Which woman is more likely to attract wolf-whistles, body gropes, and unrequited overtures: the warm and demure office sweetheart, or the aggressive and ambitious office upstart? Jennifer Berdahl, a social psychologist at the University of Toronto’s Rotman School of Management, finds that the upstarts, not the sweethearts, attract more unpleasant sexual attention. From her findings, reported in the March 2007 Journal of Applied Psychology, she concludes that “men aren’t harassing women to get into their pants, but to put them down and keep them in their place.”
Berdahl presents three studies showing that women who violate traditional gender roles get sexually harassed more than women who conform to those roles. She first demonstrates that undergraduate women who describe their personalities as more assertive, dominant, and independent report receiving more negative sexual attention – such as sexist jokes, unwanted romantic advances, and mistreatment by spurned suitors – than do women who view themselves as warmer, more modest, and more deferent.
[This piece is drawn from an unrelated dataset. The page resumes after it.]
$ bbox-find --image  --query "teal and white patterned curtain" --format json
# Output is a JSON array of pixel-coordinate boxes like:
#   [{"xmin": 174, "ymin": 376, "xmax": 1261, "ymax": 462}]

Ruling out that the more assertive women are simply quicker to cry “harassment!” she then shows that all women, regardless of their personalities, rate potentially harassing acts as equally unpleasant. Finally, she demonstrates that women who work in traditionally male occupations, such as manufacturing jobs, are harassed more than are women who work in traditionally female occupations, such as jobs in community service centers.
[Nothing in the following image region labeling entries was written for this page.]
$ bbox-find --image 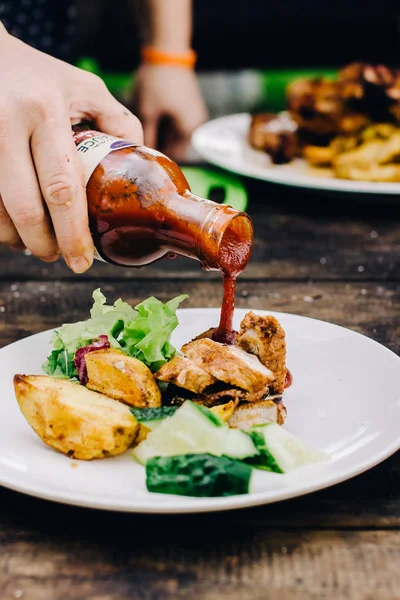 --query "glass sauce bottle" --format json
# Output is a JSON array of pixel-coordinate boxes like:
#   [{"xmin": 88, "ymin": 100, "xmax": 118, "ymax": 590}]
[{"xmin": 73, "ymin": 125, "xmax": 253, "ymax": 343}]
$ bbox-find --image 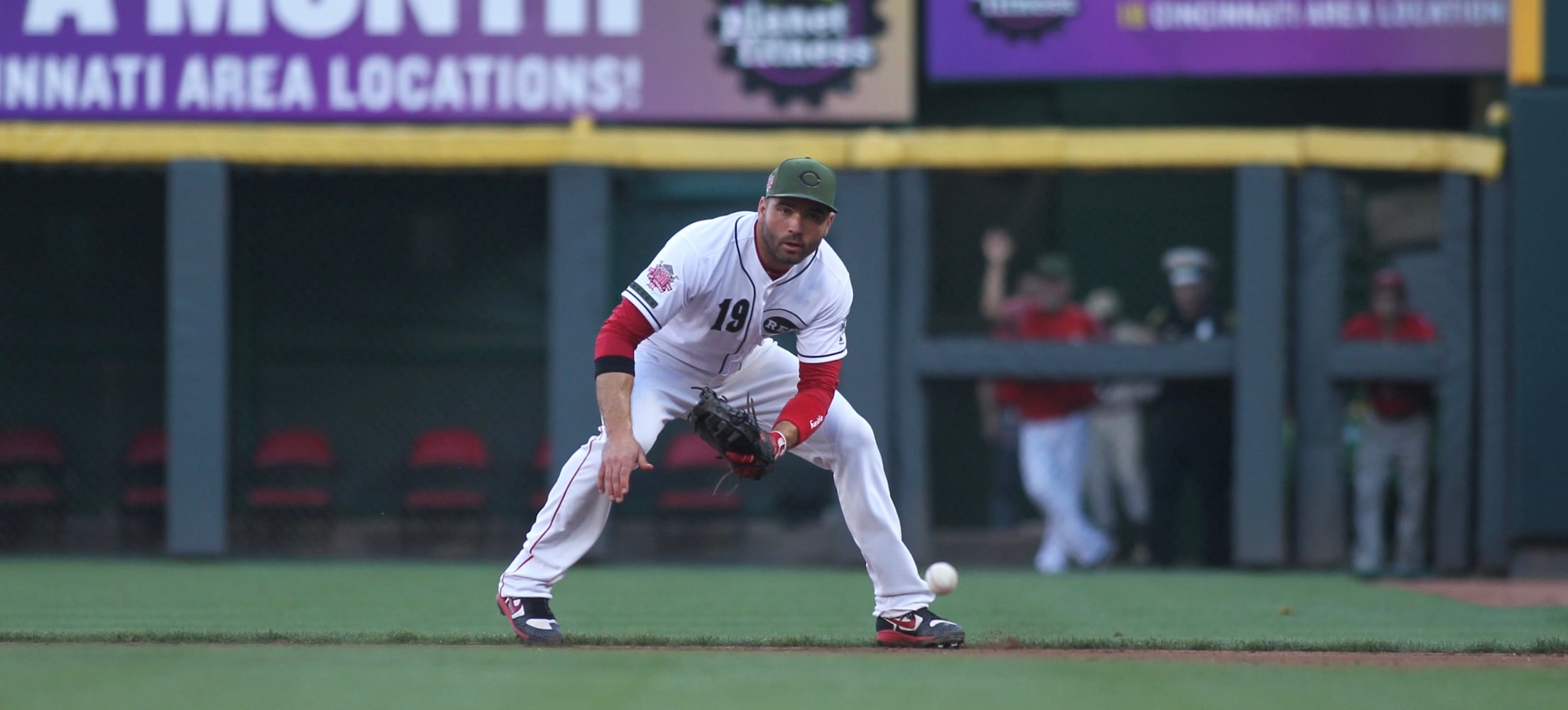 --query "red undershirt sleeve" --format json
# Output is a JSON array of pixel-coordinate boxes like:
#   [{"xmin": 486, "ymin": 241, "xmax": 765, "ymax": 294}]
[
  {"xmin": 593, "ymin": 297, "xmax": 654, "ymax": 376},
  {"xmin": 774, "ymin": 359, "xmax": 843, "ymax": 445}
]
These findings contradict the long-held notion that men harass women to express their sexual desires, Berdahl says. If this were the case, harassers would target women who are more sexually desirable – that is, who embody the demure female ideal. But if harassers aim to enforce gender roles – and gender inequality – then they will zero in on women who defy the feminine ideal. “A very quick way to bring a woman down is to sexualize her, especially in work contexts where she’s trying to be taken seriously,” she says.
David Buss, an evolutionary psychologist at the University of Texas at Austin, says that Berdahl’s dismissal of sexual desire as a motivation for harassment is “premature.” He cites “abundant empirical evidence” showing that men harass young, physically attractive, and single women – that is, the most sexually desirable ones – more than they harass older, less attractive, married women. Berdahl counters, however, that there is very little empirical evidence linking sexual harassment to physical attractiveness. She also points out that sexual harassment “usually does not involve anything that looks like seduction, but instead involves behaviors that reject, humiliate, and demean their target.”
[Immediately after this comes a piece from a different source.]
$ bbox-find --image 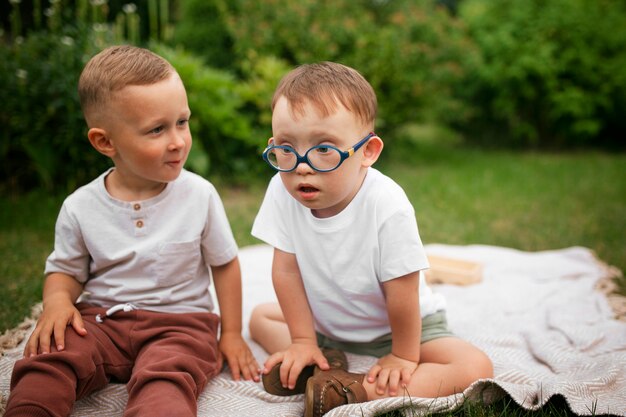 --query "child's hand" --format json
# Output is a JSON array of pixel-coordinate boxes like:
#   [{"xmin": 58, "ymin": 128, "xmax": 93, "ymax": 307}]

Studies show that sexual harassment hurts women’s work performance and mental health. Organizations that want to protect their female workers from these outcomes should not tolerate harassment, says Berdahl. She says, “Cultures that conflate gender with roles,” such as where managers are men but frontline staff are women, “are where harassment is most likely to occur,” because men in these workplaces are invested in maintaining their higher status roles.
The solution is to desegregate workplaces so that men and women are equally likely to occupy each role. Although workplaces have desegregated somewhat, they have room for improvement. “Women are still second-class citizens,” says Berdahl.